UML as a Data Modeling Notation, Part 4

UML as a Data Modeling Notation, Part 1

UML as a Data Modeling Notation, Part 2

UML as a Data Modeling NotationPart 3

The series of articles was originally presented in three parts. Part 1 set the stage, describing the basic differences between
the notations and, in principle, how they can be reconciled. Part 2, went into more detail, addressing sub-types and
constraints, along with both what elements in UML should not be used in a data model, and what has to be added (unique identifiers). Part 3 discussed the aesthetics of modeling, as well as some quirky aspects of UML that were worth noting.
A Postscript

Dave Hay used the approach to conceptual entity/relationship modeling described in this series published in the last three issues of TDAN to present a version of the Information Management Metadata
Model to the Object Management Group for review. Specifically, the technology-independent models of both entity/relationship modeling and relational design were presented using this form. In
general, they were well received, but one viewer brought up the problem that UML people viewing this model required information about its context if they were not to misinterpret it. The suggestion
was made that perhaps UML should not be used in the case where the objectives of an entity/relationship model were clearly different from those of a more typical UML model.

Dave is receptive to that, since that was what he had expected to do in the first place, but he’s invested enough in this approach that he would like to see it work. So, he and Mike have come
up with the following modifications to the technique, in an attempt to make the results more palatable to the UML community.
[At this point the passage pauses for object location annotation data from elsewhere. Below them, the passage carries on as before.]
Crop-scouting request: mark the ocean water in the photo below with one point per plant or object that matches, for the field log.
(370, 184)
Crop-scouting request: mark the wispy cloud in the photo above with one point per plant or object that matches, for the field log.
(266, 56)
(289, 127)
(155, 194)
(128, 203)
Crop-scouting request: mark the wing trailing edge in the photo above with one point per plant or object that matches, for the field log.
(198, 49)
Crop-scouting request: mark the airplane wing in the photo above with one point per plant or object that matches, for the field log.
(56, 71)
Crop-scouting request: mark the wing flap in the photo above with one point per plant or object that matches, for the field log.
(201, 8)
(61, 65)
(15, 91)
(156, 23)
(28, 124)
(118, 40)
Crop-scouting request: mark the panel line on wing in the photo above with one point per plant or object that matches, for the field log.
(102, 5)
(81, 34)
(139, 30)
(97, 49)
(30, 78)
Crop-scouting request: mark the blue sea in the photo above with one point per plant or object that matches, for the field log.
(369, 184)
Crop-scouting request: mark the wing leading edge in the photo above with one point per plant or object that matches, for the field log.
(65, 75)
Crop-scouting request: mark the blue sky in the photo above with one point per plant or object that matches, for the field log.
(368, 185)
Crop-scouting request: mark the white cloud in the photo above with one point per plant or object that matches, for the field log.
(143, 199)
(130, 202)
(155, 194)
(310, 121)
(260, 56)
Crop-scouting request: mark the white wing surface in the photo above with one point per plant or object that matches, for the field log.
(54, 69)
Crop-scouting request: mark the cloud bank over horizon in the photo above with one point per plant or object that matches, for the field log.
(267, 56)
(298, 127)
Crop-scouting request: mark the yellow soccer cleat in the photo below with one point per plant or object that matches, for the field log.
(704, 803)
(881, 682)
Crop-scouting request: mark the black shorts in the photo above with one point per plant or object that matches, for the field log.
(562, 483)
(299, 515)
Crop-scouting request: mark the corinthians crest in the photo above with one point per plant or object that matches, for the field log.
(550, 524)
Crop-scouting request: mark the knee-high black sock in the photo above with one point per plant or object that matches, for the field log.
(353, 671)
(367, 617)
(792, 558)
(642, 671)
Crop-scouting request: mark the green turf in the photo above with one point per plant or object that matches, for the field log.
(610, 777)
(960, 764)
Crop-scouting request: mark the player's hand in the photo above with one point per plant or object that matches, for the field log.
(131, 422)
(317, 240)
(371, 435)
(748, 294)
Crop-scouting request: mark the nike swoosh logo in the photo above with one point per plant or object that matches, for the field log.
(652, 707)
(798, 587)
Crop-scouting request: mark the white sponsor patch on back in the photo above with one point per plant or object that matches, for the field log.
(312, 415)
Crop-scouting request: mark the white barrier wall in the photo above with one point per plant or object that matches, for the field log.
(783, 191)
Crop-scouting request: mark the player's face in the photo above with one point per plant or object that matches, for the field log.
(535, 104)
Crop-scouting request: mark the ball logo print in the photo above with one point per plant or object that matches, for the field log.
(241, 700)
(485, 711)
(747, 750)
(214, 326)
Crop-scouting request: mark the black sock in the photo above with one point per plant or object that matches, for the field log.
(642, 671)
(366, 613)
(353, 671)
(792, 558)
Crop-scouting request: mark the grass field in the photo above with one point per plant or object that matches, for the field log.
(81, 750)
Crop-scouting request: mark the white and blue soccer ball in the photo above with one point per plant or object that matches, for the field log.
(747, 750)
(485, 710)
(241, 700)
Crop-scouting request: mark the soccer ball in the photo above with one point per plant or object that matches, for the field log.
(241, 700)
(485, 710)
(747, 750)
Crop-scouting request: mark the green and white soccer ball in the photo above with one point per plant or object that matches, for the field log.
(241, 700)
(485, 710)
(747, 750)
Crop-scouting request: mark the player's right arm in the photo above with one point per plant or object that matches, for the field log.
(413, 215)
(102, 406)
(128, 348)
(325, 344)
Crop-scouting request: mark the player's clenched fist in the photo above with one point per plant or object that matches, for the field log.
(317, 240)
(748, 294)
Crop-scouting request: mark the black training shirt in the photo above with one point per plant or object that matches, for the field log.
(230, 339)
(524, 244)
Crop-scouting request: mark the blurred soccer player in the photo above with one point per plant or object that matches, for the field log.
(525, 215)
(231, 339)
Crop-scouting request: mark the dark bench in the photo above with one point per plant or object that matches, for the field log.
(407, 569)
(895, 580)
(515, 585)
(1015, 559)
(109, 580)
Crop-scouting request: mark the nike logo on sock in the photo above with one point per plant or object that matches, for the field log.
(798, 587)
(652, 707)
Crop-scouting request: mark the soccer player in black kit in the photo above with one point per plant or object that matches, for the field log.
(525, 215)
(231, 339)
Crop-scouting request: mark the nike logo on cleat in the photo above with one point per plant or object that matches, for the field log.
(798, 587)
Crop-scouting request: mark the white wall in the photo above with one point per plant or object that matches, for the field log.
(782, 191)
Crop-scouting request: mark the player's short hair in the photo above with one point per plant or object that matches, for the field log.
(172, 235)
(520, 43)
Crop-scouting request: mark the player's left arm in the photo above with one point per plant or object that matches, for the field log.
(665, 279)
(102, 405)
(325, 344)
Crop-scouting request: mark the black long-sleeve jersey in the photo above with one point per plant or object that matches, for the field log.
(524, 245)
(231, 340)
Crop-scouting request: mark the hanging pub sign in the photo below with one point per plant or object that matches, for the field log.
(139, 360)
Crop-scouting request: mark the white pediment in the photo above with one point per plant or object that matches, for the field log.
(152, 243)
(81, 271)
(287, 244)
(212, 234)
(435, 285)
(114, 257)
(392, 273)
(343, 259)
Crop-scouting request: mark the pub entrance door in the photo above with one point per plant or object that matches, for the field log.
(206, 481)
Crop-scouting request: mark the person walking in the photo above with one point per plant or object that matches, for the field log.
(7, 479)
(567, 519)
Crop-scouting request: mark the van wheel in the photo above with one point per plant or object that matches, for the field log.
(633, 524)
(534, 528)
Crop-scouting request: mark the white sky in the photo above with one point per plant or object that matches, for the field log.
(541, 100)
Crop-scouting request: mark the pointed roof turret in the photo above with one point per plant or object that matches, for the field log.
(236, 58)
Understand that the principal difference between entity/relationship modeling and UML modeling is in its contents: entity/relationship modeling – as presented in these articles – is
constrained to represent only objects and classes that represent a particular universe of discourse (such as a business). UML in its pure form has no such restrictions. An object can be a
cursor or a window on a computer screen, a database or any such computer artifact. These are not included in a technology-independent entity/relationship model.

A UML model is typically created by an object-oriented designer to provide to a programmer, while an entity/relationship model is created by a business analyst to be reviewed by subject area
experts, and then to be submitted to a physical database designer. These viewers of the model have very different perspectives on the issues at hand.

But this difference should not be insurmountable in allowing the UML and data modeling communities to share the notation.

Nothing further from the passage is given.